- New Zealand / England
- Dates: 29 June – 20 July 2010
- Captains: Aimee Watkins / Charlotte Edwards

One Day International series
- Results: England won the 5-match series 3–2
- Most runs: Maria Fahey (154) / Claire Taylor (166)
- Most wickets: Lucy Doolan (6) Erin Bermingham (6) / Jenny Gunn (9)
- Player of the series: Lydia Greenway (Eng)

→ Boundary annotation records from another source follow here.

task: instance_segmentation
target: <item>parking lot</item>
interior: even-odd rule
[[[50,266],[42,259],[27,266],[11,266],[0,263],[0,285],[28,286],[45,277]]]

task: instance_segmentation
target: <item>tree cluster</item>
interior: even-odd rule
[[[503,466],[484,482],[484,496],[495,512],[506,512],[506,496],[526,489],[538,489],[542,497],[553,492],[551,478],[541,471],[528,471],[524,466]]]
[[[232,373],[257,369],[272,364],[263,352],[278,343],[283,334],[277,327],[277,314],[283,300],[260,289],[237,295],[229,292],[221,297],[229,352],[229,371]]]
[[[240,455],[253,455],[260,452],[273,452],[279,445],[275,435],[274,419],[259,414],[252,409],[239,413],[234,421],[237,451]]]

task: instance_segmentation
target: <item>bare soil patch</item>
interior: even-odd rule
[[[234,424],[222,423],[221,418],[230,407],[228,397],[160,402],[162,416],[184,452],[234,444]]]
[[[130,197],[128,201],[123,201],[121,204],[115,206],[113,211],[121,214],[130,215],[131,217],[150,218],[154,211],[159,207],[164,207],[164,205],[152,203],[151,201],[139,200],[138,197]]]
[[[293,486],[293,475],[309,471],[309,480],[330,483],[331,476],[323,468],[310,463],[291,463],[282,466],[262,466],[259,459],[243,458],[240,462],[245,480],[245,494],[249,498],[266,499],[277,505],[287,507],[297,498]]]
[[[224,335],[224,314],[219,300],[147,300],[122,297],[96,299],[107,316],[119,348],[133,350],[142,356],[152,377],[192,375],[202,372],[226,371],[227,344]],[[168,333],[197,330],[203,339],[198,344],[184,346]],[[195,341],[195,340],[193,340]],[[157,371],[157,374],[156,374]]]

Twenty20 International series
- Results: New Zealand won the 3-match series 2–1
- Most runs: Suzie Bates (94) / Sarah Taylor (85)
- Most wickets: Sian Ruck (5) Lucy Doolan (5) / Danielle Hazell (8)
- Player of the series: Suzie Bates (NZ)

= New Zealand women's cricket team in England in 2010 =

International cricket tour

The New Zealand national women's cricket team toured England from 29 June to 20 July 2010 where they played the England women's cricket team in five One Day Internationals (ODIs) and three Twenty20s Internationals (T20Is). They also played against Ireland in one ODI.

==Only ODI: Ireland v New Zealand==
The New Zealand national women's cricket team played Ireland in a One Day International (ODI) on 4 July 2010.